There has been a lot of buzz about copyright Infringements on the web lately. Mostly is a small artists that are getting copied by big companies.
And in all of those cases, I think it's very clear to distinguish right from wrong. Inspiration and copy are two very different things, for most people the line is not very visible and that's when trouble can knock on the door.
The whole inspiration v/s copy issue is a huge one, but it's not what I want to share with all of you today (that issue itself requires a separate post).
Because of this ongoing rips off that's I've seen online, I've had long conversations with Ken about “what would I do” if something like this happens to me, so I started researching Copyright Law and in my attempt to “protect” myself I found out that some of my work (the lettering I've done of someone else's quotes) could have been infringing Intellectual property/copyright/Right of Publicity laws.
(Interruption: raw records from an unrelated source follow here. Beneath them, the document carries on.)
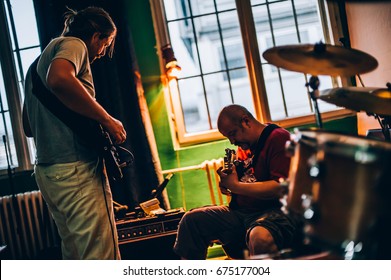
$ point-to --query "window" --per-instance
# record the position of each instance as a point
(219, 45)
(19, 46)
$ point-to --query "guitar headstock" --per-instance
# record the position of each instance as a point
(229, 159)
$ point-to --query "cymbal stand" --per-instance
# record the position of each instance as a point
(385, 124)
(314, 85)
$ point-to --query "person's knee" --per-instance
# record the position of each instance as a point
(260, 241)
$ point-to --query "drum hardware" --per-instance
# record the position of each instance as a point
(374, 101)
(338, 191)
(314, 85)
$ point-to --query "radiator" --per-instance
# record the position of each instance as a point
(27, 229)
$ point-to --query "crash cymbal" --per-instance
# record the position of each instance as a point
(321, 59)
(370, 100)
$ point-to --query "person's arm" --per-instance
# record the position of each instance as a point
(62, 81)
(26, 123)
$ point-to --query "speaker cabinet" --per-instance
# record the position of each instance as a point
(151, 248)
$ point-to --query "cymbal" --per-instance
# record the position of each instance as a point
(321, 59)
(368, 99)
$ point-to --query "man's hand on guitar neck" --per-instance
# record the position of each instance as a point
(116, 130)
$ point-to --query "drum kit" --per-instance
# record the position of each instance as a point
(338, 186)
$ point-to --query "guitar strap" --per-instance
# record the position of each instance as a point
(262, 140)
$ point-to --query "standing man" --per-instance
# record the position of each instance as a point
(254, 218)
(70, 175)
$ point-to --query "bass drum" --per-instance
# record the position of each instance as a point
(340, 186)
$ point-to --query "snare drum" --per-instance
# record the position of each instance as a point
(340, 185)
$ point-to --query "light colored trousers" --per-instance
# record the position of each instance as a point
(79, 198)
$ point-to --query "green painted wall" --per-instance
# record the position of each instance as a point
(187, 189)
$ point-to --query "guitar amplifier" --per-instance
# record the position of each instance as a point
(149, 237)
(132, 229)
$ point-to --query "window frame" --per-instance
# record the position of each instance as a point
(329, 13)
(13, 94)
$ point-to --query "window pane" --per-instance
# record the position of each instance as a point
(218, 94)
(241, 89)
(274, 92)
(309, 21)
(175, 9)
(232, 41)
(295, 91)
(201, 7)
(3, 100)
(208, 41)
(28, 56)
(193, 105)
(25, 23)
(223, 5)
(7, 132)
(183, 44)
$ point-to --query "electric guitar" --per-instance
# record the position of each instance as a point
(229, 160)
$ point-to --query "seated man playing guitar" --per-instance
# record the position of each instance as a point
(71, 175)
(253, 219)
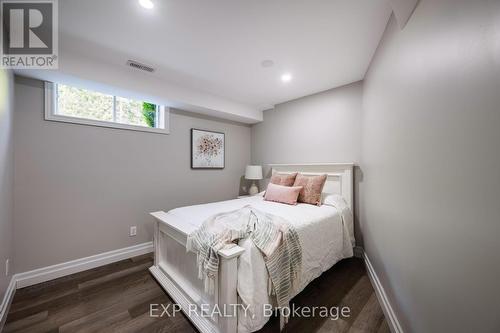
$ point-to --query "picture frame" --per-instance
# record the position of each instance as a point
(207, 149)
I felt super ashamed and VERY sad that I was so uninformed.
As all of you know Etsy is full of artwork created from quotes, songs, and movies, so I never questioned the issue, because I saw how many people do it I assumed it wasn't wrong, but now that I've read and researched, I've realized that it's a lot more complicated than what I initially thought.
I started wondering about the issue when I started sketching for my HowJoyful calendar. Halfway through the calendar, I realized that some of the quotes I was planning to use had been copyrighted, so I could not use them.
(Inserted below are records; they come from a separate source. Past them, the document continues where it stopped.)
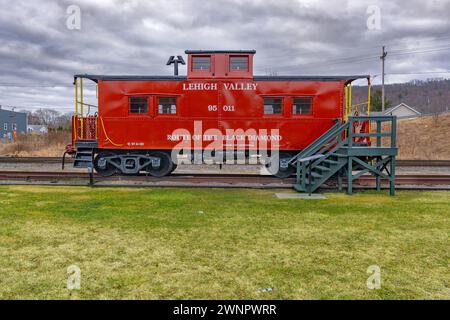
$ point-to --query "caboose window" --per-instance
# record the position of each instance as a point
(167, 105)
(302, 105)
(201, 63)
(273, 105)
(238, 63)
(138, 105)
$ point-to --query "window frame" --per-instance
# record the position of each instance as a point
(274, 115)
(310, 114)
(238, 70)
(157, 114)
(140, 114)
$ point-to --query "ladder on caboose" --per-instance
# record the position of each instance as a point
(335, 154)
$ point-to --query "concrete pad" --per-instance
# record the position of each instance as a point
(305, 196)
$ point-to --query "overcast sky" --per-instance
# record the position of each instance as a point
(39, 53)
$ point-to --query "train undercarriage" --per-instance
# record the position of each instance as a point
(159, 163)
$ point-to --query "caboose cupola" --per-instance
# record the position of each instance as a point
(228, 64)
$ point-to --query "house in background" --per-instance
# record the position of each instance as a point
(11, 121)
(402, 111)
(37, 129)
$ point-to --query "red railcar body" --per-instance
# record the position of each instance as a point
(219, 94)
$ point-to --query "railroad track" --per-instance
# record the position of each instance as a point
(206, 180)
(50, 160)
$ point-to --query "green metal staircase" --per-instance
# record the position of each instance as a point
(321, 159)
(335, 153)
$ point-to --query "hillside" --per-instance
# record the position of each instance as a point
(425, 96)
(424, 138)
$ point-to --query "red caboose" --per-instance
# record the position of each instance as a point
(220, 112)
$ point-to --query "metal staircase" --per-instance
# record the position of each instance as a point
(336, 152)
(85, 154)
(321, 159)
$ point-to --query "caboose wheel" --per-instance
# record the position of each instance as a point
(103, 167)
(284, 170)
(165, 165)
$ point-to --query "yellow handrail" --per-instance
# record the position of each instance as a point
(106, 135)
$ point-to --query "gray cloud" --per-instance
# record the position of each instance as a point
(39, 55)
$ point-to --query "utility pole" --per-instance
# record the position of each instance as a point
(383, 58)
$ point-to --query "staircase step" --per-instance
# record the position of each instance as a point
(315, 175)
(322, 168)
(83, 158)
(339, 155)
(331, 162)
(299, 188)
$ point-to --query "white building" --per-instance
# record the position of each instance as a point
(37, 129)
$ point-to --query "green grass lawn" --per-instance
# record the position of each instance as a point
(221, 244)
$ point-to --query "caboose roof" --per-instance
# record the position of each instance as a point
(255, 78)
(220, 51)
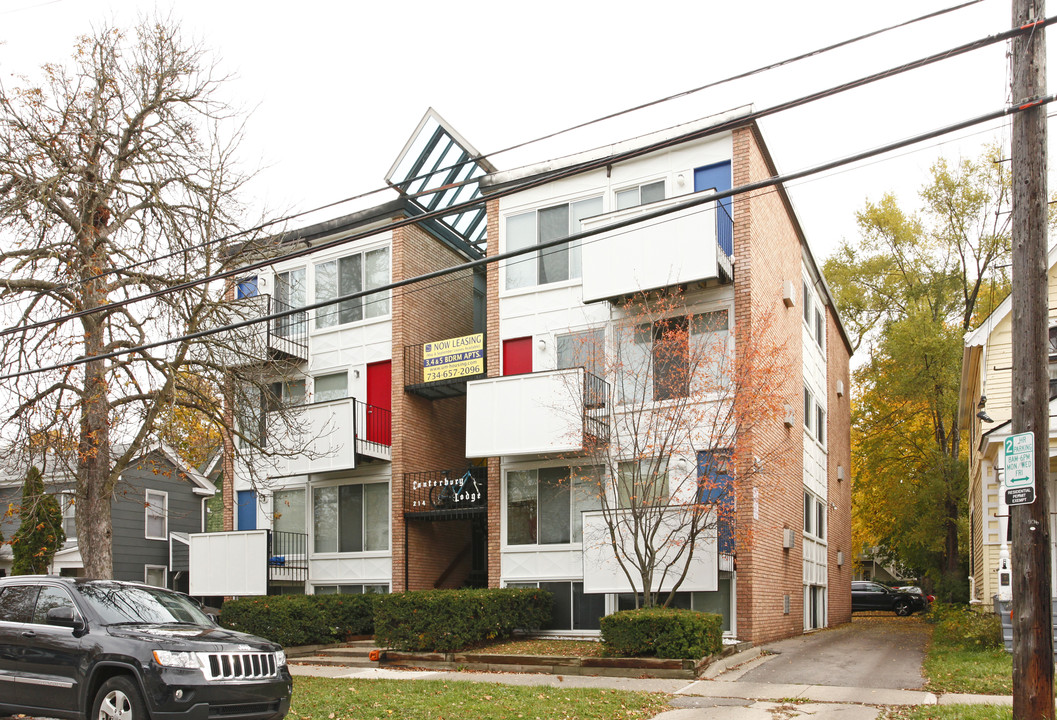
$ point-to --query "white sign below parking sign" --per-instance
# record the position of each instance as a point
(1019, 468)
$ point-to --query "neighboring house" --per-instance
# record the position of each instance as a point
(160, 500)
(985, 422)
(371, 511)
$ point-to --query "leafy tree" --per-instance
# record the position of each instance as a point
(39, 534)
(117, 178)
(910, 290)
The legal part of all this can be very confusing because each quote and author *might* have a different Copyright, Trademark or Right of Publicity.
So each one should be researched and “cleared” in order to be safe to use. And trust me I've tried to do this research myself and it has been crazy, so a Copyright Attorney is a right person anyone that want to do this should consult with.
During my research I came along this great article written by Bruce E. Burdick on the Use of Famous quotes and also AVVO‘s list of questions about the use of quotes as the base of your work, this was super helpful because the ones responding are real lawyers specialized on the subject, what I learned from reading many -many- questions and all their answers is that:
- If you are selling a product using someone's quote, you are not just using the quote but also the likeness and name of the author, so it's not just an Intellectual Property issue, it's also a Right of publicity and many cases also Trademark.
- Depending on the date some work could fall into the “Property of the people” category, like in the case of Mahatma Gandhi’s work (Read the article here)
- To be safe when using someone else's work as your inspiration is best to contact an Intellectual property Lawyer and discuss the author, quote, reference and how you can request a license or identify who you should stay away from.
- If you want to be safe, don't use other people's words and when creating your own, do a Google search and see if someone else is using them already, be especially careful to Trademark (misuse of trademark “slogans” or short phrases can also get you into big trouble)
So Quotes, just like a photographer's photos or the painting of an artist, are the intellectual property of the authors, each quote is different depending on the author, the year of publication and the source of the quote (movie, book, interview, etc).
Sometimes people think that because it's words and there is no tangible good, copyright doesn't work the same way, but it does. In many cases searching for the person or organization that holds the copyright and right of publicity of a quote/name can be super frustrating, but it would be even more frustrating to face a lawsuit for infringements to copyright, intellectual property, trademark or right of publicity, right?
In my personal case, I've removed every piece of artwork that was based on quotes and I've only re-add them once I've cleared the quote/saying. In the case of my #howjoyfulcalendar, I decided to use things that I've come up with instead of quotes to avoid any problems, and this process has been even more fun than working based on quotes.
So my recommendation to other artists that base their work on Quotes is to do the full homework, see who holds the copyright, ask for permission, or simply come up with your own wording for your art pieces (so much more rewarding!)
Below I've listed a few resources to help out with your own research, I really wanted to spread the word about this issue and if you could as well, it would be awesome!
- Copyright Law of the United States: The online version, they have each chapter as plain text or PDF (that you can save to keep reading later)
- Avvo.com Intellectual Property Section: Great site to find legal “and real” answers from IP Lawyers, they offer great guides to Trademark, Copyrights, Patents and they even have a legal dictionary to help you understand “legal terms” you can also find a Lawyer in your area to help you with your case.
- Quote Investigator: A great blog that helps find out the real author of quotes to really know if they are “public domain” or what the author holds the intellectual property to them.
- Copyright Term and the Public Domain in the United States: This is a document I found in the Cornell University Copyright Information Center, the site is to help with the legal aspects of the University, but in their resources page they have a lot of great information.
I hope this post can help other's so they can make informed business decisions because even if you are selling only on craft fairs and Etsy and consider yourself as “not even a business” – if you make a profit, you are a small business! – And as such people that have the copyright of those quotes can come after you, and none of us want that :)
Information is power =]
So research and learns from my own experience, now I know that I have to be more careful when picking up sayings and even If “I came up with it” chances are that someone else also did, so Google it anyways ;)
I hope you all have a wonderful day!